When a diagnosis begins to improve, it is hard to reconcile your identity as a patient with your identity as a whole. Grappling with questions of who you are after having been diagnosed with something life altering can be both profound and challenging, and leave you a bit, well, ambivalent.
PUBLISHED December 19, 2018
Samira Rajabi was diagnosed with a vestibular schwannoma, also known as an acoustic neuroma in 2012. She has had ten surgeries to deal with her tumor and its various side effects. She writes a blog about her life, surgeries, recovery and experiences at LivingWithHerbert.com. She is currently a post-doctoral fellow at the Center for Advanced Research in Global Communication at the University of Pennsylvania, where she studies media studies. In her spare time she plays with her two pups and spends time with her husband exploring Philadelphia.

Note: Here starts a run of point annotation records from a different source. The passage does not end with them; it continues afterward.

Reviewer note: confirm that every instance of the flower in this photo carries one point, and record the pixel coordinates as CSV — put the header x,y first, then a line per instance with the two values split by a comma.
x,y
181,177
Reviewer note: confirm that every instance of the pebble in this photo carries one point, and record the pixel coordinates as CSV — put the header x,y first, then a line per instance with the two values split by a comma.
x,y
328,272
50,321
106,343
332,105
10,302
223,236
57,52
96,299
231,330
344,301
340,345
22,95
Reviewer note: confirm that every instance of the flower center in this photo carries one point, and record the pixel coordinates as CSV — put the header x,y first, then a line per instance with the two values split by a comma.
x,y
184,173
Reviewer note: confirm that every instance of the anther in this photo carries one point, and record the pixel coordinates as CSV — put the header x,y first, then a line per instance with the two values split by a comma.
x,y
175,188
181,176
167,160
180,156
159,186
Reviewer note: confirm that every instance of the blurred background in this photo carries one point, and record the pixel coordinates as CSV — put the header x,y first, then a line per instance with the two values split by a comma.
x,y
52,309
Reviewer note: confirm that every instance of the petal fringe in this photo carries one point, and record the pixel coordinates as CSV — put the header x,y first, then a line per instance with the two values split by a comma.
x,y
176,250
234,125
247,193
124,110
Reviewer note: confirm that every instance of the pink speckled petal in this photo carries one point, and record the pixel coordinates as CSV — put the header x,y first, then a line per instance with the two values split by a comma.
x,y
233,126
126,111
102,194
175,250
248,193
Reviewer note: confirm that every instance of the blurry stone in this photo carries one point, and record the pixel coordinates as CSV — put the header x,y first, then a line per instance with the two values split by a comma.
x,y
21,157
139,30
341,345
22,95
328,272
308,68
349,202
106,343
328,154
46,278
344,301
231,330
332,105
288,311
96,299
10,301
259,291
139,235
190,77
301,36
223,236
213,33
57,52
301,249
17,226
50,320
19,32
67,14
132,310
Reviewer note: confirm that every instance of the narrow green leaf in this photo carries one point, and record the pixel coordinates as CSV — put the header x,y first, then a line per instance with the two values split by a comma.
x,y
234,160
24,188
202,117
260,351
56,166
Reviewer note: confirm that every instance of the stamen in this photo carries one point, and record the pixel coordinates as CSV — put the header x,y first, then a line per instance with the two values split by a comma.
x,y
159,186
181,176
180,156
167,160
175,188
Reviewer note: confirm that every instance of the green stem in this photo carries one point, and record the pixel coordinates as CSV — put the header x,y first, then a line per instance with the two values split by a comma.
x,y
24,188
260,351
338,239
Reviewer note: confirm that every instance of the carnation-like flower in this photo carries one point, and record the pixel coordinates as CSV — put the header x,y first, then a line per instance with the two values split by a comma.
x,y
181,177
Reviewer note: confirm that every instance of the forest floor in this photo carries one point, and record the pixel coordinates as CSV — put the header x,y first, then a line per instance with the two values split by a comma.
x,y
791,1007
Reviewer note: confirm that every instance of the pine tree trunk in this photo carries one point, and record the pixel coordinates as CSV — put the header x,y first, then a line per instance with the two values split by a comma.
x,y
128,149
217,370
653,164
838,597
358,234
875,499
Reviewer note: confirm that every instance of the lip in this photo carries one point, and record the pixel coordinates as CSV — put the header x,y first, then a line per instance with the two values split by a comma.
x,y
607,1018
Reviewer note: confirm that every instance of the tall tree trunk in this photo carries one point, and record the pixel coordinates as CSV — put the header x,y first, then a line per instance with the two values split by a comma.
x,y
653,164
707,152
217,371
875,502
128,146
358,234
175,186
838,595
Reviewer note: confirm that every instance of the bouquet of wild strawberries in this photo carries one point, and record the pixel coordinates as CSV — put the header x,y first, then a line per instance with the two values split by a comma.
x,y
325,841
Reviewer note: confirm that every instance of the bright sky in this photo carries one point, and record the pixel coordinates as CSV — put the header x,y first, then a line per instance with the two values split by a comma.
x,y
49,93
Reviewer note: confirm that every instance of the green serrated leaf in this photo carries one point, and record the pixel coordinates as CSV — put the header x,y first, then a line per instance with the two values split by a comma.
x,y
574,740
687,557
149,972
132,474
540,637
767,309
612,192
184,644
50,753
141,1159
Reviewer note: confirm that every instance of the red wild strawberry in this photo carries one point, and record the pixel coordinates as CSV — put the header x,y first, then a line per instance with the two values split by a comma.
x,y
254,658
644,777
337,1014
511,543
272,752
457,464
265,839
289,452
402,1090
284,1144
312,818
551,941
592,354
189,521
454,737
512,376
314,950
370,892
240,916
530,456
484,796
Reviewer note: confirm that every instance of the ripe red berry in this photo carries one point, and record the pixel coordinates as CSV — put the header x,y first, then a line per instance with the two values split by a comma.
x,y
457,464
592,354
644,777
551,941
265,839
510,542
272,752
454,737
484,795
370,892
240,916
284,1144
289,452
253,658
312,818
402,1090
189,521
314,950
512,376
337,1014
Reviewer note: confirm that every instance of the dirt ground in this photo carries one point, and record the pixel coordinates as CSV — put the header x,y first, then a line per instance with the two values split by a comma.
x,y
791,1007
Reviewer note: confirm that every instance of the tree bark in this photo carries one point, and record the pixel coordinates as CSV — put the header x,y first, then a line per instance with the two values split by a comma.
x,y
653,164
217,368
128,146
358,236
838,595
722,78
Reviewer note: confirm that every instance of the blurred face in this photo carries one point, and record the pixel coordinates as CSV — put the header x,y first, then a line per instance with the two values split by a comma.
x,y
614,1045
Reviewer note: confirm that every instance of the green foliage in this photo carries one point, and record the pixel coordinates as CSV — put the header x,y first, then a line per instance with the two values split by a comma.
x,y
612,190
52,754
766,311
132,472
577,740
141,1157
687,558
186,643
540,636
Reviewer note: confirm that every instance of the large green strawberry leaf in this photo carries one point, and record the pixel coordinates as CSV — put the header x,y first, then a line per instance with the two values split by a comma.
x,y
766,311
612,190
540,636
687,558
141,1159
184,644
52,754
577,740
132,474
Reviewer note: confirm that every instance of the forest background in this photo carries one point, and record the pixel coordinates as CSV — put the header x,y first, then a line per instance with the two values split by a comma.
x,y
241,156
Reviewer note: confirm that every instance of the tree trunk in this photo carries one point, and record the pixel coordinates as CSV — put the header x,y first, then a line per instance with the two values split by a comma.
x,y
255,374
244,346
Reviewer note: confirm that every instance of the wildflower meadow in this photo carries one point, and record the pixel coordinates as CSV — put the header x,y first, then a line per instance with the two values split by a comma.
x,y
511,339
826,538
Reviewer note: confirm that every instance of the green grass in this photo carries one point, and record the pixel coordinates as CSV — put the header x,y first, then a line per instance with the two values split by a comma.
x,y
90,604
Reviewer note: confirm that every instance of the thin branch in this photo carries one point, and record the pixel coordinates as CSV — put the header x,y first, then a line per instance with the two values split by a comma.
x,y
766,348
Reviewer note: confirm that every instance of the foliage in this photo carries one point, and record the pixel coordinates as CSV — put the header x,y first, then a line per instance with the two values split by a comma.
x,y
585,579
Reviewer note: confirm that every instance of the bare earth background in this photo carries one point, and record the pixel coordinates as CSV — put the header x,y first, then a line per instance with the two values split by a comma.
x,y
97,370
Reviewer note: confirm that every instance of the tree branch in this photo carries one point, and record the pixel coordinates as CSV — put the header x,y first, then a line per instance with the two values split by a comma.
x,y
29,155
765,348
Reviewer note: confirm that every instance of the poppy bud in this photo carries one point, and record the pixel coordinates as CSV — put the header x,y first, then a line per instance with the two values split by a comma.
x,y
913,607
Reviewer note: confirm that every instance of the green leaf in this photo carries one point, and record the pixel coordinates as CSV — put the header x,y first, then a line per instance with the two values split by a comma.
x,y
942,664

Yesterday was the third anniversary of my eighth brain surgery. It seems peculiar to commemorate the anniversaries of what I might term "medical milestones" when there have been so many procedures that the dates of them, along with their distinction, fade into the periphery. Yet, somehow when I realize the date falls on one of my many brain surgeries, I cannot help but feel my stomach tighten as my shoulders bristle and I wonder how it is I have survived out in the world of the healthy since then.I don't know if this happens to other people who get sick, but even though I've been an active participant in my life for the last few years since my surgeries – and indeed since my diagnosis – I feel a space between me and everyone else. Like, if people meet me and they don't know what I've been through, can they ever really know me? I wonder how I've made it so far, and I often feel like I don't know how to be well in this world. It’s just that I spent so much time figuring out how to be sick, that I feel like I must unlearn that lesson to re-enter the world of the hard-working, hard-partying, regular people. It's only when I stop long enough to realize I've been being well in this world for a while now that I feel a deep sense of ambivalence. Is this wellness? Is this recovery? It certainly doesn't feel normal, but I suppose it feels routine.